The "error" is a bit drastic, not? Shall I find out how to override this one?

Have started extending the range of files to be checked. The directory src/hal/drivers is challenging:

I tend to agree that a "return 0;" is missing:

Checking src/hal/drivers/mesa-hostmot2/uart.c ...
src/hal/drivers/mesa-hostmot2/uart.c:340:5: error: Found a exit path from function with non-void return type that has missing return statement [missingReturn]
    }

The following may need some comments in the code - or a fix :-)

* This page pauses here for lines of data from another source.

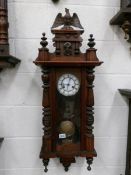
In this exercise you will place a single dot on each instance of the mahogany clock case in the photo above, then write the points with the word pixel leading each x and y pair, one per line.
pixel 68 98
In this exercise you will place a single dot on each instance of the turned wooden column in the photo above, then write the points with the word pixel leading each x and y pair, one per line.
pixel 6 60
pixel 127 93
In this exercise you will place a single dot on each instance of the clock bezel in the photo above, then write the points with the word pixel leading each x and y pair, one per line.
pixel 76 79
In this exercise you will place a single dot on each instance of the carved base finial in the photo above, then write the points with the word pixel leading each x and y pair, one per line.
pixel 67 162
pixel 45 163
pixel 89 162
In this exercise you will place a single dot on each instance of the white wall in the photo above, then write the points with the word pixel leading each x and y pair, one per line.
pixel 21 92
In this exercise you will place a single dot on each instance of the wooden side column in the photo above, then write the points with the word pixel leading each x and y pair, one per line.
pixel 90 115
pixel 127 93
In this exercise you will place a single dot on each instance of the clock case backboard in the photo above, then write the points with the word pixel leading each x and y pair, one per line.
pixel 67 58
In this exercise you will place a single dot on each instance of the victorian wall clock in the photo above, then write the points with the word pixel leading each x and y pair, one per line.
pixel 68 93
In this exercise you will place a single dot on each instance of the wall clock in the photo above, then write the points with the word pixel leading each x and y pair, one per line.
pixel 68 98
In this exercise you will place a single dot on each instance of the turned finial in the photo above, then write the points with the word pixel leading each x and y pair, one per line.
pixel 44 43
pixel 91 42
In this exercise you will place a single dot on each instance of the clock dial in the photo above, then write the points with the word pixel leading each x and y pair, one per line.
pixel 68 85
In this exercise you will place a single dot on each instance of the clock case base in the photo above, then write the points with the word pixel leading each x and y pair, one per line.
pixel 47 63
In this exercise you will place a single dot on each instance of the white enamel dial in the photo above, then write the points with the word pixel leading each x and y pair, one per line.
pixel 68 85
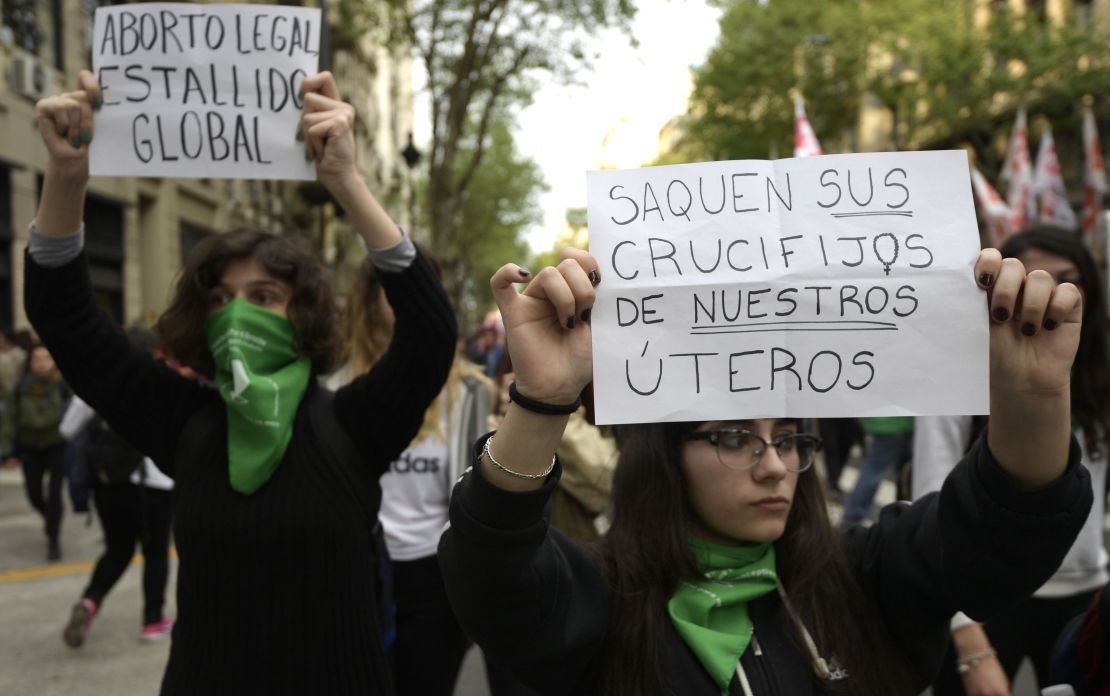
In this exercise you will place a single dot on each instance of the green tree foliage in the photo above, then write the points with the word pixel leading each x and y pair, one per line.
pixel 501 202
pixel 482 59
pixel 948 72
pixel 575 234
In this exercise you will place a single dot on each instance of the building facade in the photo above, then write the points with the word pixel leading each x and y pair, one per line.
pixel 140 230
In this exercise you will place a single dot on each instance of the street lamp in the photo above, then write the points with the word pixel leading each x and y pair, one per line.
pixel 411 155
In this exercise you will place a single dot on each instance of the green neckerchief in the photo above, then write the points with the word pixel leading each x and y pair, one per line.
pixel 712 615
pixel 262 379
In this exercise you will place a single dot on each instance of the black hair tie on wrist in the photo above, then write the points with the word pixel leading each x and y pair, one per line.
pixel 538 406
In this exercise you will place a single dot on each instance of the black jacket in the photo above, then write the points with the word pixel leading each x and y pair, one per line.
pixel 276 591
pixel 538 604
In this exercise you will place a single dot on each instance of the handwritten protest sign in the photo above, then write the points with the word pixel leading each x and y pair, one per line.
pixel 202 90
pixel 839 285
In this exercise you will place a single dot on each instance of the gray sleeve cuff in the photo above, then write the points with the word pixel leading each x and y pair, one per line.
pixel 396 258
pixel 52 252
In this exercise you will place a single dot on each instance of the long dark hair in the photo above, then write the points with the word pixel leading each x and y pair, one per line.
pixel 312 308
pixel 1090 384
pixel 646 554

src/hal/drivers/mesa-hostmot2/sserial.c:1550:83: error: Shifting 32-bit value by 48 bits is undefined behaviour [shiftTooManyBits]
                            if (abs(((int)(p->s64_param) - (int)(p->s64_written)) >> shift) > 2) break;
                                                                                  ^
src/hal/drivers/mesa-hostmot2/sserial.c:1542:49: note: Assignment 'shift=52-4', assigned value is 48
                                    shift = (52 -  4); break; // 1.3.4 minifloat, if we ever add them
                                                ^
src/hal/drivers/mesa-hostmot2/sserial.c:1550:83: note: Shift
                            if (abs(((int)(p->s64_param) - (int)(p->s64_written)) >> shift) > 2) break;

The following reads like intentional, a bit weird, though:

src/hal/drivers/mesa-hostmot2/pwmgen.c:671:48: error: Signed integer overflow for expression '1<<31'. [integerOverflow]
            hm2->pwmgen.pwm_value_reg[i] |= (1 << 31);

The corresponding source code is

            register_value = scaled_value * (double)(((1 << bits) - topdrop))+ (1 << bits);                   
    }                                                
        hm2->pwmgen.pwm_value_reg[i] = register_value * 65536;
        if (scaled_value < 0) {                      
            hm2->pwmgen.pwm_value_reg[i] |= (1 << 31);
        }    

so it looks a bit like an intentional effort to reach the bit indicating the sign on 32bit systems.

@rene-dev , I have seen your comment in #1581 (comment) but have no exact idea how to incorporate this idea into this PR. Is this possibly for later once we have the cppcheck mandatory for all of our code?